En vivant une autre vie que la leur, ils ont besoin d’écrire pour se retrouver. Sept personnalités évoquent ce nouvel espace de liberté et de création. Pour l’actrice, c’est avant tout un refuge.
« Depuis mon premier journal, à l’âge de 11 ans, jusqu’aux scénarios de films et de pièces de théâtre, je n’ai jamais arrêté d’écrire. Mais après le départ de Jean-Pierre Bacri (décédé en janvier 2021, NDLR), avec qui j’ai toujours partagé ma plume, j’étais désemparé. Je ne savais pas encore si j’allais y arriver… Et puis le projet de ce premier livre évoquant mon enfance, La taille de nos seins*accompagné d’illustrations de Cécile Partouche, peintre que j’admire et surtout mon amie depuis plus de cinquante ans, m’a semblé une évidence. Une sorte d’intermède doux et agréable, qui m’a permis de me consoler un moment. J’aimais me souvenir, penser à ce qui avait changé, compté, surpris, traumatisé, trahi.
Au-delà d’être vital, l’écriture me semble être le meilleur moyen de prendre du recul sur la vie. Poser quelque part ce qui nous arrive, et y revenir si nécessaire au fil du temps ou des émotions. Parce que les souvenirs transforment tout, nous donnant la bonne part en général, et nous faisant ainsi oublier les détails des moments les plus difficiles. Tant mieux, car c’est grâce à cette omission que nous survivons. Mais tout mettre sur papier, le bon comme le mauvais, a sans aucun doute des vertus thérapeutiques. J’aime tout dans l’écriture, surtout le fait que cela prend du temps.

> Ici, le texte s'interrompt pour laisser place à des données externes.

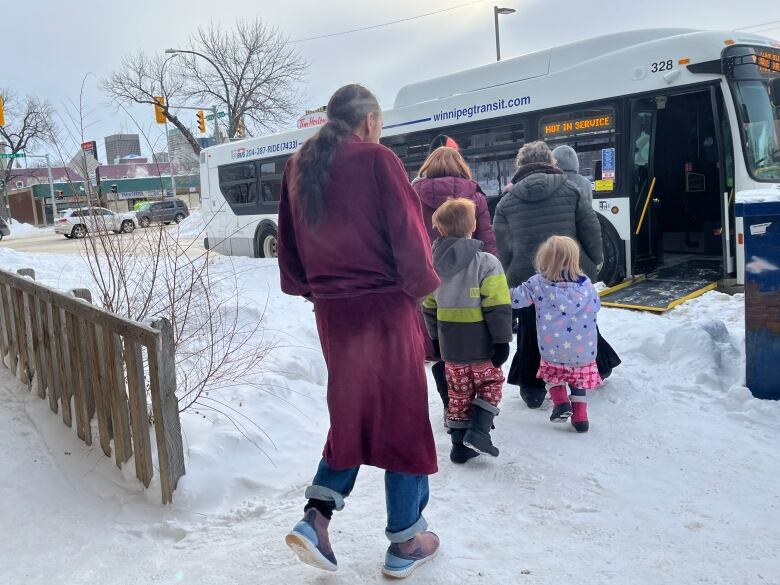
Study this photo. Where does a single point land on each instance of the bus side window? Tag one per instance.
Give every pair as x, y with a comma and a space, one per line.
238, 185
271, 182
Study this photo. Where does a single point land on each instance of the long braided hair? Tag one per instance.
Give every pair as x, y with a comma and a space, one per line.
347, 108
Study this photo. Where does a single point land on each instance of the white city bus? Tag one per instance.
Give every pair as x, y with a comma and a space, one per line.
668, 125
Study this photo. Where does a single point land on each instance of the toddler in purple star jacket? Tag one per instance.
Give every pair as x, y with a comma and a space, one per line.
566, 306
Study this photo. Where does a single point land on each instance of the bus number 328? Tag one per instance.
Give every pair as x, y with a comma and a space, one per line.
662, 66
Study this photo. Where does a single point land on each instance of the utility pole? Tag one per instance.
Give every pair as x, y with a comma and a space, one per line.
51, 192
170, 161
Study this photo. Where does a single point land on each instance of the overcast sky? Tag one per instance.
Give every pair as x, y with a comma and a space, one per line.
49, 45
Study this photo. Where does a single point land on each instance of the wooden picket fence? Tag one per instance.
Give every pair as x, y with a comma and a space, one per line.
89, 362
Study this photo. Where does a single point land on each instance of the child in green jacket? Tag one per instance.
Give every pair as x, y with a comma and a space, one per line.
469, 318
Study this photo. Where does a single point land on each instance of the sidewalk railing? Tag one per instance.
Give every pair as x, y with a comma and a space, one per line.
92, 364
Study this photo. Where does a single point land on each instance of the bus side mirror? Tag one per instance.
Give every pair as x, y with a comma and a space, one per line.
774, 88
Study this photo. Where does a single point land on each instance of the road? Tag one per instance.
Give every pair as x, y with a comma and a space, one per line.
49, 242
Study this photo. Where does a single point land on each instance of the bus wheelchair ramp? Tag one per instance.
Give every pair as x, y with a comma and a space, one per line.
665, 288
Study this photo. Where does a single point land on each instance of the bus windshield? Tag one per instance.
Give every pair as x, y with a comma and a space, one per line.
759, 116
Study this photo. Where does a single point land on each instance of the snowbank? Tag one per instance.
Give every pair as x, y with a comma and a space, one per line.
194, 225
677, 481
759, 196
25, 230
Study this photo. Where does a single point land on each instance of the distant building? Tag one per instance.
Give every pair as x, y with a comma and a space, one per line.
132, 159
121, 145
181, 152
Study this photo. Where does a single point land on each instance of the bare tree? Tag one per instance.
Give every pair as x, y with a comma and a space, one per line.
251, 71
141, 78
29, 123
156, 272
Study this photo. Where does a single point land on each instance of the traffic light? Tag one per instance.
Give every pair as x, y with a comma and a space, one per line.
159, 114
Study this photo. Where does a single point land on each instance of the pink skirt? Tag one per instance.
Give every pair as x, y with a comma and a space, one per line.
585, 377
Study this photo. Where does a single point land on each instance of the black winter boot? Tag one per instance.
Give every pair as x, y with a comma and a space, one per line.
478, 435
460, 453
533, 396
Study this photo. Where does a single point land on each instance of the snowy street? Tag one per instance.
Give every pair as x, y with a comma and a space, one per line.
677, 481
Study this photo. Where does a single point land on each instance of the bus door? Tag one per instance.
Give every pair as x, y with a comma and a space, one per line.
725, 150
645, 201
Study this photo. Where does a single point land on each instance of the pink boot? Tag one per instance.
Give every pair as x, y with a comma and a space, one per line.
559, 394
579, 419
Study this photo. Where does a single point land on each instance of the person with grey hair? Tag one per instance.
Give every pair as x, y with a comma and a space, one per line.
566, 159
542, 202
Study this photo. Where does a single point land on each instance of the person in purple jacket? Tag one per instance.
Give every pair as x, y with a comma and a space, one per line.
566, 305
443, 176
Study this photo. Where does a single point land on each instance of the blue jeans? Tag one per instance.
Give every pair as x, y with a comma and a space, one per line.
406, 497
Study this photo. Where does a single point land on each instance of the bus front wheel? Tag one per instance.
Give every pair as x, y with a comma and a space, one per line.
266, 243
613, 271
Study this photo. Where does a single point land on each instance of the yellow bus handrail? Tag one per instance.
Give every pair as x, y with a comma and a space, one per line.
647, 203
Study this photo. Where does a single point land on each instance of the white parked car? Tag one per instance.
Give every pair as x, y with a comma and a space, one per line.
77, 223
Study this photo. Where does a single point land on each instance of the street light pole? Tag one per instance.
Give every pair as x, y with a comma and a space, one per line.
170, 161
219, 72
51, 192
496, 11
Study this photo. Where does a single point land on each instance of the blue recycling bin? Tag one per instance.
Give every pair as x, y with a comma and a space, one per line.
761, 225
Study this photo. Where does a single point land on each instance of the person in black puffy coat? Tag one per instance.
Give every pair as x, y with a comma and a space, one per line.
543, 202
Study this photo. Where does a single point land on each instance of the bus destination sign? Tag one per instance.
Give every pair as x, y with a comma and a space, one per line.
577, 126
768, 61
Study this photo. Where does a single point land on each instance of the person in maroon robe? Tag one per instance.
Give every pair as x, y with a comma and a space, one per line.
352, 240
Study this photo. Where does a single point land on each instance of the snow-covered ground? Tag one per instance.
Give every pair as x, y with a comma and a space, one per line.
677, 482
25, 230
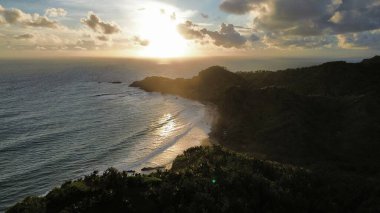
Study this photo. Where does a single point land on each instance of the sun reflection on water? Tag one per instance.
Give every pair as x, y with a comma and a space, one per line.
168, 127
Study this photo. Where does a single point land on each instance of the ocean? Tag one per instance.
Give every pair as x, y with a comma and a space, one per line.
63, 119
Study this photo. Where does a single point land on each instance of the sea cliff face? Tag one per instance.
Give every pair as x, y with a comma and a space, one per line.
326, 114
325, 120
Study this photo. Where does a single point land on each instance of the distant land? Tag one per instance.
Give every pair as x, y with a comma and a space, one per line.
295, 140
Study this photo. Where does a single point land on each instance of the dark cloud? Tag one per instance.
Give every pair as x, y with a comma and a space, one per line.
24, 36
97, 25
16, 16
283, 41
309, 17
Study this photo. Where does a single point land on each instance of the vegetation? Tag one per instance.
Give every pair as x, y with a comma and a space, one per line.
209, 180
322, 125
326, 115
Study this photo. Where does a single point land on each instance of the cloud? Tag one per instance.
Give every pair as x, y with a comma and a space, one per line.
188, 31
363, 40
226, 37
17, 16
204, 15
102, 38
97, 25
254, 38
55, 12
173, 16
24, 36
309, 17
140, 41
238, 6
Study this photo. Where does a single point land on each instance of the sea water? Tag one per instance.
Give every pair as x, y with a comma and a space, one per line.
61, 120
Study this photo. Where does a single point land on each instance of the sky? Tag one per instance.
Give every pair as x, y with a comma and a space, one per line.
184, 28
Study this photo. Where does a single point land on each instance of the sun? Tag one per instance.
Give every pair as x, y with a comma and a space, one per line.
159, 27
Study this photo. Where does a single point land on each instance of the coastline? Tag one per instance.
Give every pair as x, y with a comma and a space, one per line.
198, 135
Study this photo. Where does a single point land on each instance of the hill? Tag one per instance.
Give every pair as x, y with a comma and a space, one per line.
326, 115
209, 180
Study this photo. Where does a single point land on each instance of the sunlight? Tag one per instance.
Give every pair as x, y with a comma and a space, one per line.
169, 127
160, 28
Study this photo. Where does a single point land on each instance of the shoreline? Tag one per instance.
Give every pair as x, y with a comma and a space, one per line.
202, 129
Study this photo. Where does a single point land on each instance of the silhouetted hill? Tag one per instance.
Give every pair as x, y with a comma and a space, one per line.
210, 180
324, 118
315, 116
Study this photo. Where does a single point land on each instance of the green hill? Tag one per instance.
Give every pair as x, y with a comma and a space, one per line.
321, 124
316, 116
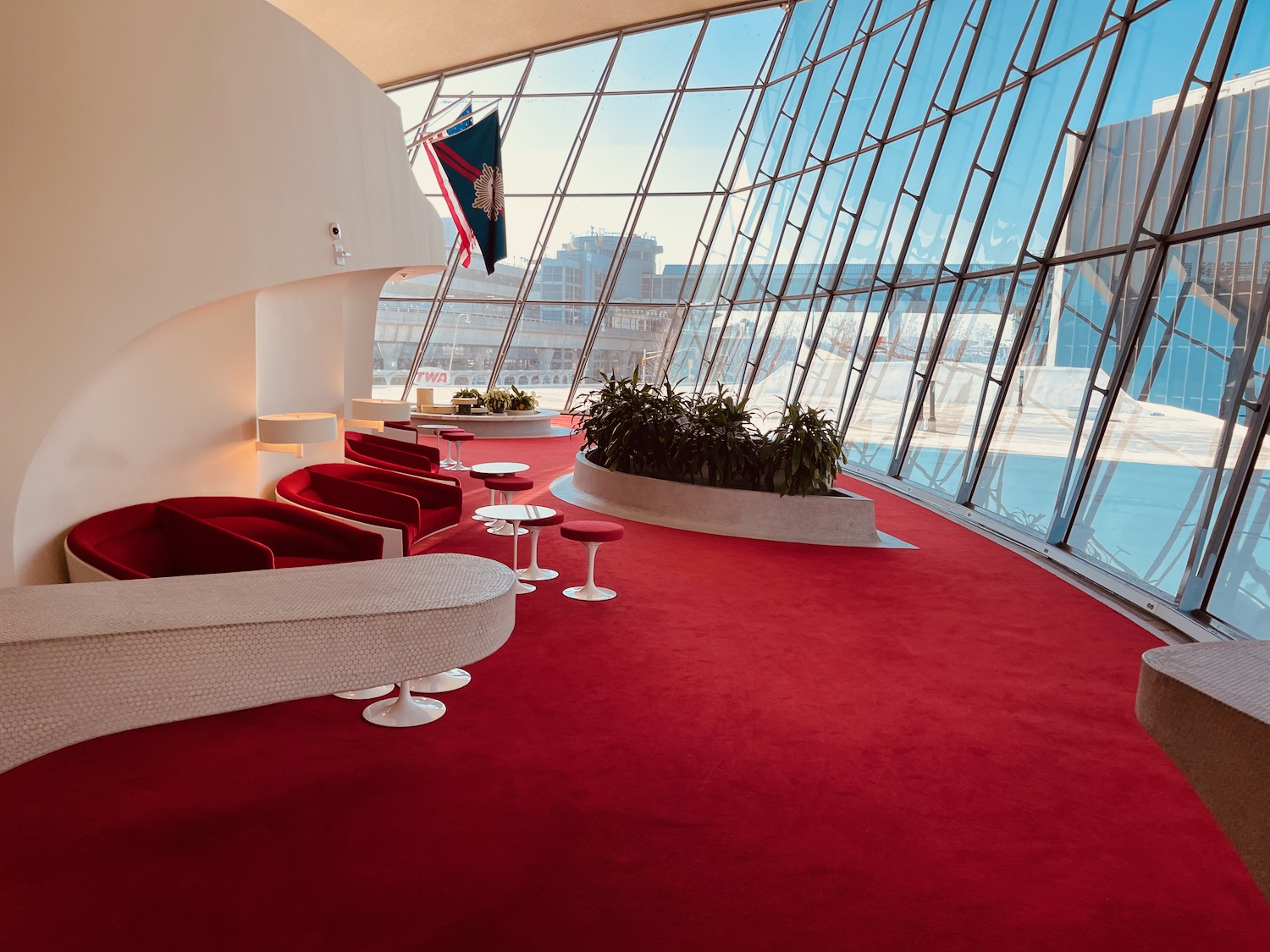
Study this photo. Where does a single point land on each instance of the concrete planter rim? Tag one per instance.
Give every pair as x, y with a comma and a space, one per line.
841, 518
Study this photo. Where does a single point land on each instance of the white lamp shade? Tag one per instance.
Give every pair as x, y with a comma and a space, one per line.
297, 428
386, 410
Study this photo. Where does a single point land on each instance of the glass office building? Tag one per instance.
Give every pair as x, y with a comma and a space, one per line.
1018, 249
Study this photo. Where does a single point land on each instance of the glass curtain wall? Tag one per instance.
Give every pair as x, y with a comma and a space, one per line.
1020, 249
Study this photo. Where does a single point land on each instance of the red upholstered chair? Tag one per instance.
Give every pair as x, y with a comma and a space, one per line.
178, 537
404, 509
294, 536
401, 432
399, 456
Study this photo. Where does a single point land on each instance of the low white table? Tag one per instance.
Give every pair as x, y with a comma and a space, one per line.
516, 515
436, 431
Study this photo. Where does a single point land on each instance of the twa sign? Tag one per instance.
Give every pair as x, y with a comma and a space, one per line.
431, 376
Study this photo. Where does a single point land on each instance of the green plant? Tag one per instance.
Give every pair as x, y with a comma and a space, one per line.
718, 443
645, 431
627, 426
521, 400
803, 452
497, 399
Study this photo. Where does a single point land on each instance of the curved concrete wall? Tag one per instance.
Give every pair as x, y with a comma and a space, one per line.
162, 157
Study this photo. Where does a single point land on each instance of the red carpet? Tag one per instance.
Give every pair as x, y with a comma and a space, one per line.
757, 746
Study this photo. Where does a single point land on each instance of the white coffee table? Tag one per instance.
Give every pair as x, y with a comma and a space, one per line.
516, 515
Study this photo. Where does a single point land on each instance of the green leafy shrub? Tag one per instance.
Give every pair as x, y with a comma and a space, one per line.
520, 400
645, 431
497, 399
804, 454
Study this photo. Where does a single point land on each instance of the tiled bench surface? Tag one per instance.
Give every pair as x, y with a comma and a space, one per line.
1208, 706
78, 662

Dans notre nouvelle société de l’immédiateté, l’idée de prendre son temps a en partie disparu, entraînant avec elle celle de la réflexion. J’aime prendre mon stylo, mes petits cahiers, mon ordinateur, et me plonger dans cette bulle silencieuse. C’est un refuge, un espace infini de liberté, dans lequel je suis « je », et non dans le « jeu » comme à l’écran ou sur scène. Nous faisons appel à notre propre vie, à notre autonomie, à nos pensées, sans penser aux idées ou aux désirs des autres. Un moment de calme, ou du moins d’éloignement de la tourmente. Je ne sais pas encore si je me lancerai dans l’écriture d’un deuxième roman, mais je sais que je prendrai plaisir à me retrouver dans cet espace de liberté.
Agnès Jaoui est également réalisatrice, scénariste et chanteuse.
* La taille de nos seins, Éditions Grasset, 2024.